The attackers are targeting government and public-sector organizations, and redirecting unsuspecting users from trusted login pages to their own infrastructure, to serve malware or capture login credentials.
The attack, from the victim’s perspective
The OAuth authentication redirection mechanism is a trusted login feature used by Microsoft, Google and others. It allows users to sign in via a central identity provider and then be automatically redirected back to an approved application.
In this campaign, though, the attackers manipulated that redirect flow so victims were sent from a legitimate authentication page to malicious sites hosting phishing kits or malware.
The attack starts with a legitimate-looking email, containing a link that appears to point to a legitimate Microsoft or Google login page or a PDF attachment that contains such a link.
After clicking, the victim briefly lands on a genuine OAuth sign-in page hosted on a trusted domain. The URL looks authentic, and the page design matches what they see every day.

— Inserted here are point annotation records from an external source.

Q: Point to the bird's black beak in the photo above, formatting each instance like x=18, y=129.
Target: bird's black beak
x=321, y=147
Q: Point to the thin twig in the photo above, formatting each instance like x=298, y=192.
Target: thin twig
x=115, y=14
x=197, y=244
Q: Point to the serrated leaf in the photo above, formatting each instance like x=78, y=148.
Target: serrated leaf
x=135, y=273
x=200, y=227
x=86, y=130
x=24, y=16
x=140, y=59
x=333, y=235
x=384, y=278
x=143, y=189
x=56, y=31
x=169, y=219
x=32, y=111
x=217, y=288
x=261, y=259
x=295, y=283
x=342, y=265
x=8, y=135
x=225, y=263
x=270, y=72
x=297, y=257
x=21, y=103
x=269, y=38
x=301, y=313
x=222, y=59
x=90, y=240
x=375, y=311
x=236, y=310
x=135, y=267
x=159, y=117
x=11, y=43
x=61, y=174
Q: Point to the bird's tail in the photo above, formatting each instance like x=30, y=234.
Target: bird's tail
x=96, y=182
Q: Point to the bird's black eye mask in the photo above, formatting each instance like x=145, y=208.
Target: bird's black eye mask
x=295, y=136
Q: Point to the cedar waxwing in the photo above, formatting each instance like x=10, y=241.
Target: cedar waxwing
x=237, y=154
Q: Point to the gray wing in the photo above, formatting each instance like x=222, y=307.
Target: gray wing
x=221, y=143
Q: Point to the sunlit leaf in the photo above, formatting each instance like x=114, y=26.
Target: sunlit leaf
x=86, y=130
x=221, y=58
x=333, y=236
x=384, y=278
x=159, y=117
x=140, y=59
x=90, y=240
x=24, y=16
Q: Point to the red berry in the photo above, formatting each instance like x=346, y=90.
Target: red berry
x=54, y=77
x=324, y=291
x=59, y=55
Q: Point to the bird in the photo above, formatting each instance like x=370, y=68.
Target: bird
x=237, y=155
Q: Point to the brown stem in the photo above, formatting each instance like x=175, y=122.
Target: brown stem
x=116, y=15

Within moments, however, the browser redirects the user again, to an attacker-controlled site.
Depending on the campaign variant, the victim may see a convincing but fake login page designed to capture credentials or session tokens, or a page that automatically downloads a ZIP archive or shortcut file disguised as the promised document / recording / report.
ZIP to malicious payload (Source: Microsoft)
OAuth abused
In this campaign, attackers exploit weaknesses OAuth’s redirection logic by crafting OAuth authorization requests with deliberately invalid parameters (e.g., an impossible scope or a “silent authentication” prompt that can’t succeed).
Parameters used by the attackers (Source: Microsoft)
When the identity provider (e.g., Microsoft Entra ID) tries to process such a request, it triggers a standard error-handling redirect back to a “registered” redirect URI that the attackers control.
“By design, OAuth flows may redirect users following certain error conditions. Attackers exploit this behavior to silently probe authorization endpoints and infer the presence of active sessions or authentication enforcement,” the researchers explained.
“Although user interaction is still required to click the link, the redirect path leverages trusted identity provider domains to advance the attack.”
Attackers persist despite app takedowns
The abuse of a trusted authentication redirect makes the attack blend in with legitimate business activity, reducing the likelihood that the victim realizes anything malicious has occurred.
And the email lures used by the attackers are not unusual: invitations to view a document; a recording of a Teams meeting, an invitation to see an employee report, a Microsoft 365 password validation request, an e-signature request, or a calendar invite.
Social security, financial, and political themes have also been used, according to Microsoft.
The researchers didn’t say how widespread these campaigns are but have confirmed that despite Microsoft Entra having disabled the observed OAuth applications created and leveraged by the attackers, “related OAuth activity persists and requires ongoing monitoring.”
“To reduce risk, organizations should closely govern OAuth applications by limiting user consent, regularly reviewing application permissions, and removing unused or overprivileged apps. Combined with identity protection, Conditional Access policies, and cross-domain detection across email, identity, and endpoint, these measures help prevent trusted authentication flows from being misused for phishing or malware delivery,” Microsoft researchers concluded.